8.8

Sleigh Bells: Jessica Rabbit

Music Reviews Sleigh Bells
Sleigh Bells: Jessica Rabbit

In the ‘90s, we took soft-loud dynamic shifts for granted, since everyone and their kid brother thought they’d written the next “Smells Like Teen Spirit.” Now that soft-loud dynamic shifts are out of fashion, we only take Sleigh Bells for granted, a loudness-obsessed novelty band who were supposed to disappear after their debut or something. Instead, they’ve already gone on to make more great records than The Jesus and Mary Chain ever did, all sonically distinct. There’s the confetti-cannon assault of acclaimed 2010 debut, Treats, 2012’s more plodding metal expedition, Reign of Terror, and—my vote for underrated rock album of the decade—2013’s tightly wound, claustrophobic candy shot Bitter Rivals, which tempered the dissonant excess with classic Little Eva melodies, and they knew it: “I’m bringing gummy bears to the electric chair,” sang resident marketing genius Alexis Krauss on the album’s final line.

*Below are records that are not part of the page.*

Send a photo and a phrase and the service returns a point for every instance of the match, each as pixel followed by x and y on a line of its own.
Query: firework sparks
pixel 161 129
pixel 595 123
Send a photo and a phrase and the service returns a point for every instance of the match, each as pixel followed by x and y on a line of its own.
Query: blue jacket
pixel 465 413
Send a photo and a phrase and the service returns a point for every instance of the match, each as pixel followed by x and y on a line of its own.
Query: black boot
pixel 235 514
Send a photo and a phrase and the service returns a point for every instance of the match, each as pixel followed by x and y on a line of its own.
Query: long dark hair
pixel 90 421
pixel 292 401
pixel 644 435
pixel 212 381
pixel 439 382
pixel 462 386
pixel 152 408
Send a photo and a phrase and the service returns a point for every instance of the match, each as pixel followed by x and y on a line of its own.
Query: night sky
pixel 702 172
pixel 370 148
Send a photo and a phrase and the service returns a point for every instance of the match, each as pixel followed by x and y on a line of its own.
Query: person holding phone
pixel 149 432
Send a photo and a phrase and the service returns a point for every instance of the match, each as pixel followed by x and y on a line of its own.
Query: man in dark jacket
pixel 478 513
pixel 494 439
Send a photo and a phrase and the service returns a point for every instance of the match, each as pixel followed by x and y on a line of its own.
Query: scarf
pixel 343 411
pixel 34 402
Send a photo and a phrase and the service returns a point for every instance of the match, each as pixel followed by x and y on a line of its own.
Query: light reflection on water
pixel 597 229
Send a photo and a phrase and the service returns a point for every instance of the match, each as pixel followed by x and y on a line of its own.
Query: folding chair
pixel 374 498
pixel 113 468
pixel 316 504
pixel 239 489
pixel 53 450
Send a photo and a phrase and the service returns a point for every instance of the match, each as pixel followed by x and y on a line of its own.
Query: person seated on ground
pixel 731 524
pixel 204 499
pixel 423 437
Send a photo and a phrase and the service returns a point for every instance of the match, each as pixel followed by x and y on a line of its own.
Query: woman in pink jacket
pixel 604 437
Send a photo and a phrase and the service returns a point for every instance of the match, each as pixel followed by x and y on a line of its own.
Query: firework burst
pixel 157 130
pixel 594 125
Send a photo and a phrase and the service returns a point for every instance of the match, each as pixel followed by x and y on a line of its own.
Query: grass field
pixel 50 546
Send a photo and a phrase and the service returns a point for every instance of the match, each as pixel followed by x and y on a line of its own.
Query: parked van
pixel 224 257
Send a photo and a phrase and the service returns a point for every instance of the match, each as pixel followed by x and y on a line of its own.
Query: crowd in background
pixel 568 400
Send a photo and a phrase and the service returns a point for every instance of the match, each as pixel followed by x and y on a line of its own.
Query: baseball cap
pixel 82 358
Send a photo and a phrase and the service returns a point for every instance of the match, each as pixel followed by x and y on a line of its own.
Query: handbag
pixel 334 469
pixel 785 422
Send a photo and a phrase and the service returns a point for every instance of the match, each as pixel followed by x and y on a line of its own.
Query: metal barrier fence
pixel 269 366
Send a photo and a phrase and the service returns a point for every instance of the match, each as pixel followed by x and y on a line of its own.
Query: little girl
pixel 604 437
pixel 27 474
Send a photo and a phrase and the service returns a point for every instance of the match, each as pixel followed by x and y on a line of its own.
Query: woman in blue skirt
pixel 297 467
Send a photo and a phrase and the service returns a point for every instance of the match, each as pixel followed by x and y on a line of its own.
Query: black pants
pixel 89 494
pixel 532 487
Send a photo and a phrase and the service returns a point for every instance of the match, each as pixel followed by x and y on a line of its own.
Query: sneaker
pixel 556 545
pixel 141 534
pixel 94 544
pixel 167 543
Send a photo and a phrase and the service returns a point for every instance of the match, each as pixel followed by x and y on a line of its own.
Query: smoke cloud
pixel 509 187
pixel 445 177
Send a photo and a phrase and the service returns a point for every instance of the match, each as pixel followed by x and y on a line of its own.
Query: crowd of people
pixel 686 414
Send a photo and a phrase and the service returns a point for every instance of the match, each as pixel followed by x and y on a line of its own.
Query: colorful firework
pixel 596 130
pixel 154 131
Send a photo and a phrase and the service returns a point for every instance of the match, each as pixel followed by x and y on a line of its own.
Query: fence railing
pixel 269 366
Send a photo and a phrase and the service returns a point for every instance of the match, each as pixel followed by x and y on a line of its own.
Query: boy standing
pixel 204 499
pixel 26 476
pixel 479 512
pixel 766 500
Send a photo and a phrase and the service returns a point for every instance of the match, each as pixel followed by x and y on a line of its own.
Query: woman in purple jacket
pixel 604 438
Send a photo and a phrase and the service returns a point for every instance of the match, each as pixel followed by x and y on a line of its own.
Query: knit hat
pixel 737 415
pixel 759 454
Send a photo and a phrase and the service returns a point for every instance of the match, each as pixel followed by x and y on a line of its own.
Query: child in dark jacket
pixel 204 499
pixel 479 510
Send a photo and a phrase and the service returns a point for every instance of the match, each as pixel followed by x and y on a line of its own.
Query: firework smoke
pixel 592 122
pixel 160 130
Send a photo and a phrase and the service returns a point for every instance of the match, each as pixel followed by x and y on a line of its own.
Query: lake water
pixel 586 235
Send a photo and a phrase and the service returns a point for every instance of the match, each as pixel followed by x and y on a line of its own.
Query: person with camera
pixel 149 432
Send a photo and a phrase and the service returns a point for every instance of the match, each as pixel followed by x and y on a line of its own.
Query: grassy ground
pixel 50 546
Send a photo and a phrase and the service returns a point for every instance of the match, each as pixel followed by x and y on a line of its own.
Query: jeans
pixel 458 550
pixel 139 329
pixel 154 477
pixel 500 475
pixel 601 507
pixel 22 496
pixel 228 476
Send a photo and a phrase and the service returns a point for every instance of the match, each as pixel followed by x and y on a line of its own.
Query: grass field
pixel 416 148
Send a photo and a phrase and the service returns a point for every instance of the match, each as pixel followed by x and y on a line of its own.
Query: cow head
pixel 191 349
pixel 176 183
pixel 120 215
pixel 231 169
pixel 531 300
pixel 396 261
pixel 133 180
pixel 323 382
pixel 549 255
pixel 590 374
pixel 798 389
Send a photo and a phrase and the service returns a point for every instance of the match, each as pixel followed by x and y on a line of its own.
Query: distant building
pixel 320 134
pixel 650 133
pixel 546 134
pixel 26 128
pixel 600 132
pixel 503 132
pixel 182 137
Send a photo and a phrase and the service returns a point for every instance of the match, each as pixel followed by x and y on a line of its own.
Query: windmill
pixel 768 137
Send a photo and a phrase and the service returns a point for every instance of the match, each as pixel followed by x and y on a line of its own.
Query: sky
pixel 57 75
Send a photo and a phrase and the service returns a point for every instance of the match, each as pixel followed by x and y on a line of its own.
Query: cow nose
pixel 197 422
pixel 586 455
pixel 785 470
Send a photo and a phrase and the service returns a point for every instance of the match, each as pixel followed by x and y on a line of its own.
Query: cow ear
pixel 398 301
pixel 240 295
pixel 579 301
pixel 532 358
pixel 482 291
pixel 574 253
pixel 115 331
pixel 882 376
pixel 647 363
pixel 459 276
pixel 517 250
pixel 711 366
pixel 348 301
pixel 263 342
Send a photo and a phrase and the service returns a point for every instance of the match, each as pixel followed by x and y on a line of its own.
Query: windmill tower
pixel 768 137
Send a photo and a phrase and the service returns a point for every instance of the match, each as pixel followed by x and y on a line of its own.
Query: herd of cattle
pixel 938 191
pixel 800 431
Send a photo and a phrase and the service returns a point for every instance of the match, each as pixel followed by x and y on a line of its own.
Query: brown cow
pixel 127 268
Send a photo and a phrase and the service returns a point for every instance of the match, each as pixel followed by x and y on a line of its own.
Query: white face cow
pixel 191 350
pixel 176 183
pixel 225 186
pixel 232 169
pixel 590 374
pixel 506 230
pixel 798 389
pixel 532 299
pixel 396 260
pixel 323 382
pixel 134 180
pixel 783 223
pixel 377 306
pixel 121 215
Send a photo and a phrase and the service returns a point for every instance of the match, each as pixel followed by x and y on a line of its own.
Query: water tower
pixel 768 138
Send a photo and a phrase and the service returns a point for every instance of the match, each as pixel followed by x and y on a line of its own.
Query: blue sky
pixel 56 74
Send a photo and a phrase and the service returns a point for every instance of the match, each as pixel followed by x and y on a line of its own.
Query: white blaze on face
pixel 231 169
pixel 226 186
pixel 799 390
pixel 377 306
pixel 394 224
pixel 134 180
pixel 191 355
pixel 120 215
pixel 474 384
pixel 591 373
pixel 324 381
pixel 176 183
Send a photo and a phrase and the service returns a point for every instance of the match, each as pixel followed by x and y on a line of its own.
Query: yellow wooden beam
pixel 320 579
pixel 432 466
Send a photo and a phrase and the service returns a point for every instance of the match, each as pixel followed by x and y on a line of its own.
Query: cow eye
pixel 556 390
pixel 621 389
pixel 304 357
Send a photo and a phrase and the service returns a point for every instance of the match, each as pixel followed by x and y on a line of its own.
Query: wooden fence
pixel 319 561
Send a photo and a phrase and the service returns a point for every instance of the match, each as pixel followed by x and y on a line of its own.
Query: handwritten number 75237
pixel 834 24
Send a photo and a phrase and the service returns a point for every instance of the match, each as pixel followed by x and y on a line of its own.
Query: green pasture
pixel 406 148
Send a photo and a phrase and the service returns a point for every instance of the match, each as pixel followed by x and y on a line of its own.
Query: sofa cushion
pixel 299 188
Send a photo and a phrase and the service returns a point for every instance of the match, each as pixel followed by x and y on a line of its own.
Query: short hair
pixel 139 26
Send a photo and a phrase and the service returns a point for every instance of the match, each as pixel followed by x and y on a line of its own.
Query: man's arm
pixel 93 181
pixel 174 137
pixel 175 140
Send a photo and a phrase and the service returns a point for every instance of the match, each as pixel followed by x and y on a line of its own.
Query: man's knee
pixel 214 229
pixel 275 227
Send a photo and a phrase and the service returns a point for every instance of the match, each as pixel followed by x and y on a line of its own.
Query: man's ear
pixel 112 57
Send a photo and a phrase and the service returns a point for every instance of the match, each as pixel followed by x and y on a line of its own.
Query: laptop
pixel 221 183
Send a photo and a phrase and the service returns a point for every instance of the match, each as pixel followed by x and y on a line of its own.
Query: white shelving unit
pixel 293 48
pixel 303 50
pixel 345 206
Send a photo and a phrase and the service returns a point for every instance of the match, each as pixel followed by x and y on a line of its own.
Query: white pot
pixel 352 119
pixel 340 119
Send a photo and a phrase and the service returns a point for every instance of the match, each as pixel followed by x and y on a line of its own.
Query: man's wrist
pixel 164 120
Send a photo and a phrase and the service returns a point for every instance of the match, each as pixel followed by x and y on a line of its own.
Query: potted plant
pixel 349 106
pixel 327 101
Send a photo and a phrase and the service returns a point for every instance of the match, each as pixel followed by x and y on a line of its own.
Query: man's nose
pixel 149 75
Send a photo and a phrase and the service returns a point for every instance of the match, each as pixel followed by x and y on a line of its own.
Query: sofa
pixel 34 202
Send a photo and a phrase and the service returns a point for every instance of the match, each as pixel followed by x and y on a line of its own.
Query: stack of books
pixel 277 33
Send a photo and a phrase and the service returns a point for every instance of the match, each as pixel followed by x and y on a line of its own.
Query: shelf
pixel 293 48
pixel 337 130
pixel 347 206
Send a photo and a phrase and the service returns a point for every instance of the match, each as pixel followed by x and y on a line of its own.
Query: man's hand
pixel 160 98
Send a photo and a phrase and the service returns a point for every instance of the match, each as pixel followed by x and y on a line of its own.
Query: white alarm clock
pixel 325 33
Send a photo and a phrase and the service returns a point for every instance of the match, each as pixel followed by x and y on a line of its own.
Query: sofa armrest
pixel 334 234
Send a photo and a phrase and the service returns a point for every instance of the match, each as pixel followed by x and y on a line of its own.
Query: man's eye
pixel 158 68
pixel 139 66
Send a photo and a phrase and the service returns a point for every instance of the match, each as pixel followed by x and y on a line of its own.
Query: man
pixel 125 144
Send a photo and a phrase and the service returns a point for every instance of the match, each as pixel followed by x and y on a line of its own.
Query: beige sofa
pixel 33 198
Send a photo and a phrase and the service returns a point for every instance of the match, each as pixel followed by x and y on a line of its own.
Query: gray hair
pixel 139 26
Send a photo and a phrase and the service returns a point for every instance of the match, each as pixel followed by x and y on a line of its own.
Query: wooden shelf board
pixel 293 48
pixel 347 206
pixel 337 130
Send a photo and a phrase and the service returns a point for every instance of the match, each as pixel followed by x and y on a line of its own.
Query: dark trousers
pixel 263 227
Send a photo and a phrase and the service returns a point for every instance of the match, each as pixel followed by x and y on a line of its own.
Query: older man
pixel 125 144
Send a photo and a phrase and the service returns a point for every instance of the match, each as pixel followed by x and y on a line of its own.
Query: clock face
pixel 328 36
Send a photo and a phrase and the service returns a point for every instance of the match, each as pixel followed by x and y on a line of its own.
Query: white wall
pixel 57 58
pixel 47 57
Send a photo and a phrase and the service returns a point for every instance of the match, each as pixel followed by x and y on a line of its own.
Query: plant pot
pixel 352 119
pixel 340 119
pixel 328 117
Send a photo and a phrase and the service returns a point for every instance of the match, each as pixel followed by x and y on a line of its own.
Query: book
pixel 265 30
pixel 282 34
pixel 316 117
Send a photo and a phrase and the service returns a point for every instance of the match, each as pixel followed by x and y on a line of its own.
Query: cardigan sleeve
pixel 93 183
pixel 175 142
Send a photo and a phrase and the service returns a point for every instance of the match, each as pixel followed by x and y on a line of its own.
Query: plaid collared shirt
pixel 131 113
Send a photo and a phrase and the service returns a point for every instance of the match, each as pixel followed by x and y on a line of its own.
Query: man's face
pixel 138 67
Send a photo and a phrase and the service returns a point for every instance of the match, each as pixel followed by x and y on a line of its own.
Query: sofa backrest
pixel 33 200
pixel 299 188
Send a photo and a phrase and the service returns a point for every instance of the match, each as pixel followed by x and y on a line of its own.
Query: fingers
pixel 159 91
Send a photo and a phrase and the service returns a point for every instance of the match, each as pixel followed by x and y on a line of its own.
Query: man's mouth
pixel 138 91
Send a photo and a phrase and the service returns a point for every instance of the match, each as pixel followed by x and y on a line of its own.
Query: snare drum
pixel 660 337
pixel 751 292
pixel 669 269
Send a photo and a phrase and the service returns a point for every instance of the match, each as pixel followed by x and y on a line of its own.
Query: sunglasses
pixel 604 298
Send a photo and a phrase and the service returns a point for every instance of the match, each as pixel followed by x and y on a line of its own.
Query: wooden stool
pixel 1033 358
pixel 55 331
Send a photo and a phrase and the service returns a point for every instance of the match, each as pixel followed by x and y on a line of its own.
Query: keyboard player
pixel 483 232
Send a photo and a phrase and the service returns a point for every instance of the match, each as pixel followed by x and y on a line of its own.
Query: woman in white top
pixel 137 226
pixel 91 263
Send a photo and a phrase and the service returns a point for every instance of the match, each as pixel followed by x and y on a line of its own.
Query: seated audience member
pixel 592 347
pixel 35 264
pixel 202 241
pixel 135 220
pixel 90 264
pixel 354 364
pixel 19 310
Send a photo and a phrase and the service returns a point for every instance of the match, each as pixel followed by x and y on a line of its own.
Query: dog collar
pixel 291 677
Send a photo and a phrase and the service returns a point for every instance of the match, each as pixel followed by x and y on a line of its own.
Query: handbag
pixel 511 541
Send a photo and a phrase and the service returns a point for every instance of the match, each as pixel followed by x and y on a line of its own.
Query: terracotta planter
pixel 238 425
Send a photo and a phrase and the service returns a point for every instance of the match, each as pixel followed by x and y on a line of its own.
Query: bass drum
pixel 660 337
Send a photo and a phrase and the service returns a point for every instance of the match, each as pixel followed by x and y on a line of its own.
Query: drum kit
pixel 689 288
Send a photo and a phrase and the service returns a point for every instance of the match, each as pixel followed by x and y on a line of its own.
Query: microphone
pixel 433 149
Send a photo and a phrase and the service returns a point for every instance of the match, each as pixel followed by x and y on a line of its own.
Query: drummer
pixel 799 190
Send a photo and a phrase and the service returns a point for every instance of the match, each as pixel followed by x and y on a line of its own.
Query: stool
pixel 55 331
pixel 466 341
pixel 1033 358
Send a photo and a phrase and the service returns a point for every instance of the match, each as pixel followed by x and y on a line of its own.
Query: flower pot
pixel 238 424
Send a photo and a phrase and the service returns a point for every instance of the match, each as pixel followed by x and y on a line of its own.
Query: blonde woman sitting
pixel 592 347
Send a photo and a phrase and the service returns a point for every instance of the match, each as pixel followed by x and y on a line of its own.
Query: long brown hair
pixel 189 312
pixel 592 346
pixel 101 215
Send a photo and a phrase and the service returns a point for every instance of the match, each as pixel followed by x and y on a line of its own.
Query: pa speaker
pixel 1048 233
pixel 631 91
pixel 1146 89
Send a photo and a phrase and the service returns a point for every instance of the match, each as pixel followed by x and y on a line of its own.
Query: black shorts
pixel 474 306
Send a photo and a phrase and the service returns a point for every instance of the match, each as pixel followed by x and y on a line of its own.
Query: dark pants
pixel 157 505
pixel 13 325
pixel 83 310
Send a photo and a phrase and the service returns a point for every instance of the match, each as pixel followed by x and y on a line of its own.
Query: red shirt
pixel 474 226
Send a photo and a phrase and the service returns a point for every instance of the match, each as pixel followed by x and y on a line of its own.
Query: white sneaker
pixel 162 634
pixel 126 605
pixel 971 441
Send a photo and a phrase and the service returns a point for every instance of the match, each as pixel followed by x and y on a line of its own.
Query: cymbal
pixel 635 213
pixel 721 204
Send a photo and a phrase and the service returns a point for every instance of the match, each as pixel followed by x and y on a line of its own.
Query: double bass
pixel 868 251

Yet the expansive Jessica Rabbit is further away from these three albums combined as any of them were from each other. Whereas they already mimicked their mentor M.I.A.’s true freedom from genre constraints as rock/trap/pop whatevers, on the duo’s fourth album they stretch their sound so far it sometimes snaps: the blast-beat happy “As If” is more kvlt than anything on Reign of Terror, and the Annie Lennox arena-pop ballad “I Can Only Stare” has no guitar whatsoever. The closest aural cousin to “Crucible” is Girls’ Generation’s K-Pop classic “”I Got a Boy. But several songs act as palate-expanders, traipsing the uncanny valleys inherent in lurching tempo changes (“It’s Just Us Now”), prog-like suites (“Unlimited Dark Paths”) and miniatures bridging one stuffed setpiece to the next (“I Know Not to Count on You”).

At only 43 minutes, the album can take a few listens for adjustment. Like no other rock in 2016, Jessica Rabbit is rife with worthwhile whiplash, with some of Derek Miller’s best riffs no longer taking center stage in front of the songwriting, even on a squelching juggernaut like “Throw Me Down the Stairs.” Once you’ve run its exhausting cycle through your cortex a few times, you can establish that the interlude “Loyal For” returns in the theme for “Unlimited Dark Paths,” that “I Can’t Stand You Anymore” is their most straightforward pop tune since “Rill Rill,” that “It’s Just Us Now” isn’t frustrating to listen to but energizing.

Arrhythmic and ill-fitting flaws in the first eight tracks evaporate almost altogether, and the trickier second half eventually falls into place around multipartite showstopper “Rule Number One” as well. Krauss has never sang this well on anything she’s done previous, and her increasing contributions to Sleigh Bells’ songwriting have turned their chants, riffs and party tricks into songs, period. And you have to love a band who believes in their slogans: They’re determined to stand on their toes ripping stars down, and they’re proud of themselves. But also: Pop Rocks and Coke make your head explode.